14-18 en godasses, par les étudiants de l'Ecole de journalisme de Lille

Au mémorial de Vimy, plusieurs milliers de Canadiens viennent rendre hommage à leurs ancêtres morts au combat. Steven Campbell, à peine arrivé à Paris le matin, s’est rendu directement au mémorial Canadien pour faire découvrir à sa famille l’histoire de son pays.

Publié le 8 mars 2014 · Etienne Combier - Vidéo : Emilie Gouveia Vermelho

Entouré de sa femme et de son fils David, Steven a les yeux d’un homme passionné. Rougis de sommeil, ils témoignent de son arrivée à Paris ce matin avec trois amis de son fils.

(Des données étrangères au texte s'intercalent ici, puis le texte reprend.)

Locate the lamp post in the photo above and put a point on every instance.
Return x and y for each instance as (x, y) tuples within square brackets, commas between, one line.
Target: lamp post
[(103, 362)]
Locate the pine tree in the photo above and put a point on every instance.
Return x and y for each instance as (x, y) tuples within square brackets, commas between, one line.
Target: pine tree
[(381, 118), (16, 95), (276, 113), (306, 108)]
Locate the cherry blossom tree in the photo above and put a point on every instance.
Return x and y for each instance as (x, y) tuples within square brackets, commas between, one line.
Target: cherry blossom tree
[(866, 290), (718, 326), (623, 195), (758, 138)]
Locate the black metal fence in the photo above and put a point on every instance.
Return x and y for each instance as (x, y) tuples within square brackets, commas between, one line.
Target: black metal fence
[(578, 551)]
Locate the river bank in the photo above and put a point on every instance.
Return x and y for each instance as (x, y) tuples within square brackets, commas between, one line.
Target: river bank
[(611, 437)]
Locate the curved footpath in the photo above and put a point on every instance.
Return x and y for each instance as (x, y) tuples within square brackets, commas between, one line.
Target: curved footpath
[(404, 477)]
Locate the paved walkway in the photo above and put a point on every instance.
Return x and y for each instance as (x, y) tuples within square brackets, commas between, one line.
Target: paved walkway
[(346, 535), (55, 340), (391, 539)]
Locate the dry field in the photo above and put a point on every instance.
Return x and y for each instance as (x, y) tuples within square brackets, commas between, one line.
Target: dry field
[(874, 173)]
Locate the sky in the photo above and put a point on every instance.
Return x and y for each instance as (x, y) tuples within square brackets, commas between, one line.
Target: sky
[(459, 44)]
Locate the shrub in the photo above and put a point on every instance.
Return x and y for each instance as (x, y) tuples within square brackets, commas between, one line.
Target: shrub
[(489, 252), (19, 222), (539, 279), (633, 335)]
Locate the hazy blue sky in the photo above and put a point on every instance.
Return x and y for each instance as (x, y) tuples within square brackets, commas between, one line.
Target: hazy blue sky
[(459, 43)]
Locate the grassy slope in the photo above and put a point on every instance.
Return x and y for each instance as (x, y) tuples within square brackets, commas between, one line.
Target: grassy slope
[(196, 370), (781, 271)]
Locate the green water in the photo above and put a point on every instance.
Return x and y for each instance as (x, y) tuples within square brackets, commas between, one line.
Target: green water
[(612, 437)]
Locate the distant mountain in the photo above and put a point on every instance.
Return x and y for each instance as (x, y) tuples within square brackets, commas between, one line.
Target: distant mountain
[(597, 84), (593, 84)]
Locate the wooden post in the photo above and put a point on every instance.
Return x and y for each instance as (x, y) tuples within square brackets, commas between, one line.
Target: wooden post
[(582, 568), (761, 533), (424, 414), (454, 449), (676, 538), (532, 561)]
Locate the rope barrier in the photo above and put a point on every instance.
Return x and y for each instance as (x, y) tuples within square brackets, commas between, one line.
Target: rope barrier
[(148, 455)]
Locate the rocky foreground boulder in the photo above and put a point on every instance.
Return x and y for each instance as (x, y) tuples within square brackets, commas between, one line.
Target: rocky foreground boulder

Rien, pas même la fatigue n’atteint l’enthousiasme du Canadien. « C’est vraiment important que nous soyons ici, pour que les enfants puissent voir ce que ces hommes ont fait pour leur nation », explique-t-il devant l’entrée du mémorial de Vimy. Derrière lui, quelques touristes épars vont et viennent vers le monument entouré de ses trous d’obus encore visibles.

D’origine britannique et marié à une canadienne, Steven se fait un devoir d’emmener chacun de ses enfants sur les traces des soldats canadiens des deux guerres mondiales. Ces dix dernières années, il a ainsi réalisé ce trajet trois fois pour ses trois aînés.  Avec le centenaire et le soixante-dixième anniversaire du débarquement de 1944, 2014 se prête tout particulièrement aux commémorations pour les touristes anglo-saxons. « J’aimerais que tous les adolescents canadiens aient la chance de venir ici. C’est un véritable privilège de rendre hommage sur place à nos ancêtres », affirme-t-il.

A Vimy, c’est plus de 11 285 soldats canadiens morts sans sépulture connue durant la Première Guerre mondiale que Steven vient commémorer. L’histoire de la prise de cette colline hautement stratégique l’inspire tout particulièrement.

Pour les quatre adolescents qu’il emmène avec lui, il prévoit le maximum : dix jours en France entre la Première et la Seconde Guerre mondiale de Vimy à Omaha Beach, en passant par Dieppe. Le tout complété par des recherches sur internet et une collection de DVDs spécialement choisis pour l’occasion, comme Il faut sauver le soldat Ryan ou des épisodes de Band of Brothers. Les supports sont particulièrement bien choisis puisque les adolescents n’apprendront les événements du XXème siècle que l’année prochaine. Les faire venir en France est ainsi une manière de les préparer le mieux possible à leur vie d’adulte. Car en matière de mémoire, Steven ne plaisante pas.